E o corte já começou antes: a Porsche já tinha decidido eliminar 3.900 postos, e mais 500 empregos vão desaparecer com o fecho de subsidiárias. O novo plano deve tornar a empresa mais enxuta — menos modelos, menos ativos não estratégicos, mais rentabilidade. A margem operacional-alvo situa-se entre 10% e 15%. No papel, soa razoável. Na prática, significa demissões.

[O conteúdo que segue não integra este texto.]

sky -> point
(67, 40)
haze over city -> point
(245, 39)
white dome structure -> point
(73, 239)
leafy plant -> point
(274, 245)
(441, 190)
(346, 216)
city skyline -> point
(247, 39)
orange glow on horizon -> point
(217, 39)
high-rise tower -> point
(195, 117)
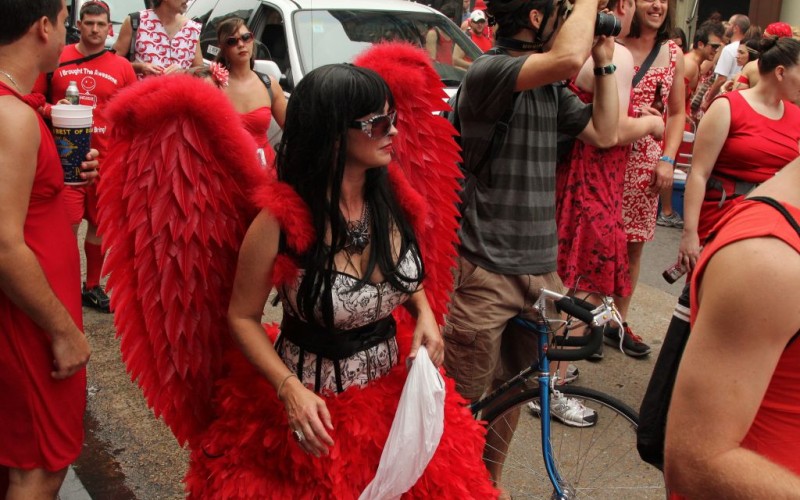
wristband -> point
(287, 377)
(667, 159)
(605, 70)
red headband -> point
(97, 2)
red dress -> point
(592, 247)
(256, 122)
(639, 205)
(41, 418)
(775, 431)
(755, 149)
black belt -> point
(336, 345)
(740, 188)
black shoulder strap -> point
(646, 64)
(267, 81)
(780, 208)
(134, 29)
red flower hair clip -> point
(220, 74)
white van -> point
(300, 35)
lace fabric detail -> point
(357, 370)
(352, 308)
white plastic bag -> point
(415, 433)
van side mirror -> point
(266, 67)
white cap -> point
(477, 15)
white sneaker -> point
(571, 374)
(568, 411)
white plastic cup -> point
(72, 131)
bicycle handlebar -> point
(594, 316)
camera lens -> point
(607, 25)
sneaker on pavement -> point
(672, 220)
(571, 374)
(568, 411)
(96, 298)
(597, 355)
(631, 344)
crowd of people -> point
(569, 199)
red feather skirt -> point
(248, 451)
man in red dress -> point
(42, 348)
(98, 74)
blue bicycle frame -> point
(542, 366)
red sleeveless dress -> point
(256, 122)
(775, 431)
(639, 205)
(41, 418)
(756, 148)
(592, 245)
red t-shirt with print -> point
(98, 80)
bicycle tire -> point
(600, 461)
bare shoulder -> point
(623, 57)
(19, 126)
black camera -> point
(607, 25)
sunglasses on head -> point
(233, 41)
(102, 4)
(376, 127)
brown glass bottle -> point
(658, 102)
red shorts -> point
(81, 203)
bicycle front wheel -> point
(599, 461)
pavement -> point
(73, 489)
(618, 375)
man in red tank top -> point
(734, 420)
(42, 348)
(707, 41)
(98, 74)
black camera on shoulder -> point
(605, 25)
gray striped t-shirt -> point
(509, 227)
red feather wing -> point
(174, 206)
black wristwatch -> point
(605, 70)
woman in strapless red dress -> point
(257, 99)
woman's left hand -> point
(427, 333)
(89, 167)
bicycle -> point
(596, 461)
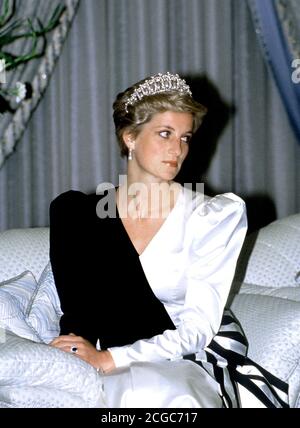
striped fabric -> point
(226, 360)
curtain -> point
(277, 25)
(245, 145)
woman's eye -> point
(186, 139)
(164, 134)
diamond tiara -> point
(157, 84)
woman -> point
(143, 285)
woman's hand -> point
(82, 348)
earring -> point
(130, 154)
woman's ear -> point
(128, 139)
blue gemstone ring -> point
(74, 349)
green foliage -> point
(24, 28)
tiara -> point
(155, 85)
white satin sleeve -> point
(215, 232)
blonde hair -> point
(135, 116)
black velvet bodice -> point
(99, 278)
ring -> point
(74, 349)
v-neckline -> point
(159, 231)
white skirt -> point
(166, 384)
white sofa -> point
(265, 294)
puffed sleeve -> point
(215, 233)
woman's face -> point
(161, 146)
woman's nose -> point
(175, 146)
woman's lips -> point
(173, 164)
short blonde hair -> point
(135, 116)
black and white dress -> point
(157, 312)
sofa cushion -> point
(271, 257)
(44, 312)
(272, 326)
(23, 249)
(15, 296)
(38, 375)
(29, 308)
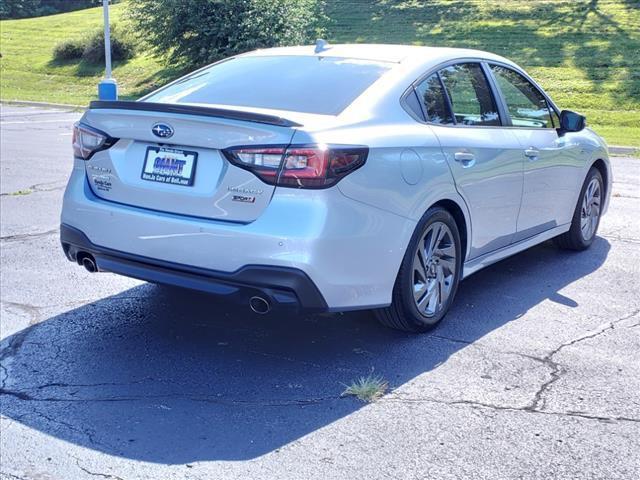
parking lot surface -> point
(534, 374)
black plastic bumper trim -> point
(276, 282)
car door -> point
(485, 159)
(552, 162)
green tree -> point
(197, 32)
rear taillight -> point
(305, 166)
(88, 140)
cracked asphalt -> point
(535, 373)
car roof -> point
(387, 53)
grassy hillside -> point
(28, 72)
(585, 53)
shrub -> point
(197, 32)
(122, 48)
(68, 50)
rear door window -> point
(526, 105)
(434, 101)
(470, 95)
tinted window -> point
(431, 94)
(471, 97)
(526, 105)
(324, 85)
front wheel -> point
(429, 275)
(586, 216)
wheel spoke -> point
(434, 269)
(425, 302)
(419, 266)
(449, 264)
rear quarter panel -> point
(405, 173)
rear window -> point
(322, 85)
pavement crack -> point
(526, 409)
(95, 474)
(11, 475)
(28, 236)
(454, 340)
(617, 238)
(557, 370)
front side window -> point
(471, 98)
(434, 101)
(526, 105)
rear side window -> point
(434, 102)
(470, 95)
(322, 85)
(526, 105)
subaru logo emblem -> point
(162, 130)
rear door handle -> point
(532, 153)
(464, 157)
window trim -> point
(497, 94)
(550, 105)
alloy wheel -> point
(590, 211)
(434, 269)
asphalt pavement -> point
(534, 374)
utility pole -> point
(107, 88)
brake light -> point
(88, 140)
(305, 166)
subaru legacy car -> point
(333, 178)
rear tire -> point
(429, 275)
(586, 216)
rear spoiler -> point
(194, 110)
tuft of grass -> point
(368, 389)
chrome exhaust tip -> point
(259, 305)
(89, 264)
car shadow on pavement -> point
(168, 376)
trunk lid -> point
(184, 172)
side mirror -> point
(571, 121)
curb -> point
(43, 104)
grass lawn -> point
(585, 53)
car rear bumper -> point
(281, 287)
(349, 251)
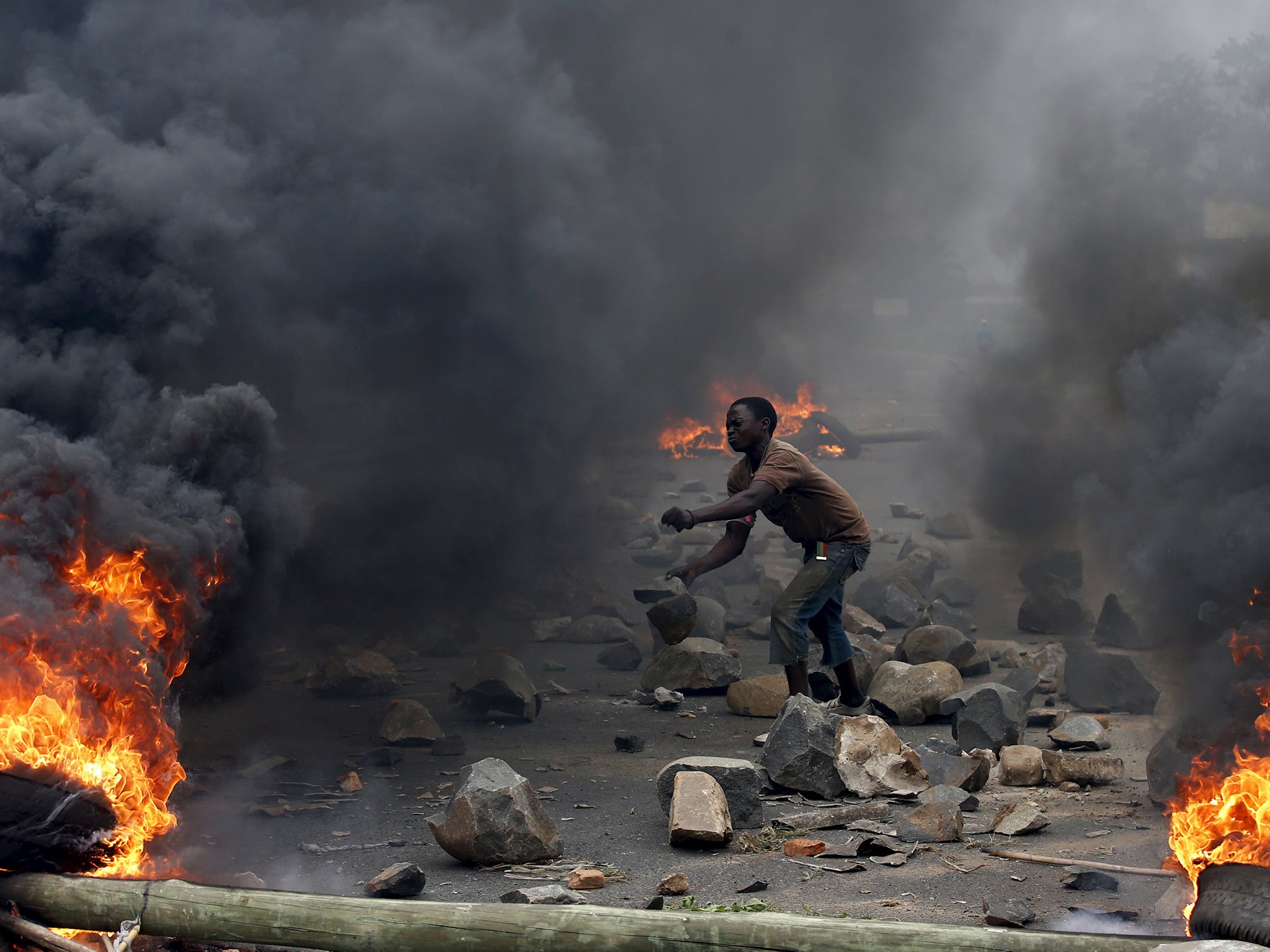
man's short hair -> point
(761, 408)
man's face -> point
(744, 430)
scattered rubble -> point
(1077, 878)
(1064, 564)
(694, 664)
(986, 716)
(623, 656)
(1015, 819)
(935, 643)
(1021, 765)
(1080, 733)
(553, 894)
(741, 782)
(758, 697)
(1101, 681)
(659, 589)
(799, 751)
(1049, 610)
(931, 823)
(801, 845)
(595, 630)
(887, 601)
(1006, 912)
(586, 880)
(954, 796)
(946, 764)
(948, 526)
(409, 724)
(353, 672)
(858, 621)
(1081, 769)
(550, 628)
(871, 759)
(494, 816)
(956, 592)
(673, 885)
(699, 810)
(629, 743)
(911, 694)
(398, 881)
(1117, 627)
(673, 619)
(494, 682)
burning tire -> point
(1233, 903)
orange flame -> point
(86, 699)
(685, 436)
(1221, 814)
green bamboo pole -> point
(350, 924)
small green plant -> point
(753, 906)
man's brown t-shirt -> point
(809, 506)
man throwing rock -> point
(779, 482)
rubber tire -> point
(1233, 904)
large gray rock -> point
(940, 555)
(873, 760)
(1049, 610)
(409, 724)
(675, 619)
(1080, 733)
(912, 692)
(799, 751)
(956, 592)
(494, 682)
(931, 823)
(918, 568)
(353, 672)
(1100, 681)
(948, 526)
(623, 656)
(711, 620)
(935, 643)
(742, 782)
(595, 630)
(1117, 627)
(940, 614)
(858, 621)
(1023, 679)
(888, 602)
(659, 589)
(694, 664)
(1065, 564)
(987, 716)
(494, 818)
(948, 765)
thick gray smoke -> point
(458, 248)
(1134, 414)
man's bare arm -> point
(727, 549)
(737, 507)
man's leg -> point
(807, 596)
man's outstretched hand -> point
(685, 573)
(677, 519)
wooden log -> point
(352, 924)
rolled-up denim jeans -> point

Por agora, as duas partes discutem o preço a pagar. Os representantes dos trabalhadores exigem uma garantia: as fábricas de Zuffenhausen, Leipzig e Weissach deveriam ser protegidas por pelo menos dez anos — na prática, até 2035. As famílias Porsche e Piëch, que controlam a empresa, consideram esse prazo um luxo incomportável. Ainda não há acordo.

E não é apenas uma questão de princípios — é também uma questão de dinheiro. Produzir um único carro em Zuffenhausen custa à empresa mais de 10.000 euros só em despesas de fábrica. Um preço elevado para uma unidade que todos querem proteger a todo o custo. Não surpreende que a transferência da produção do Taycan para Leipzig — ou até o fim gradual do modelo — esteja agora em cima da mesa. Nenhuma decisão foi tomada. Mas a opção está a ser levada a sério.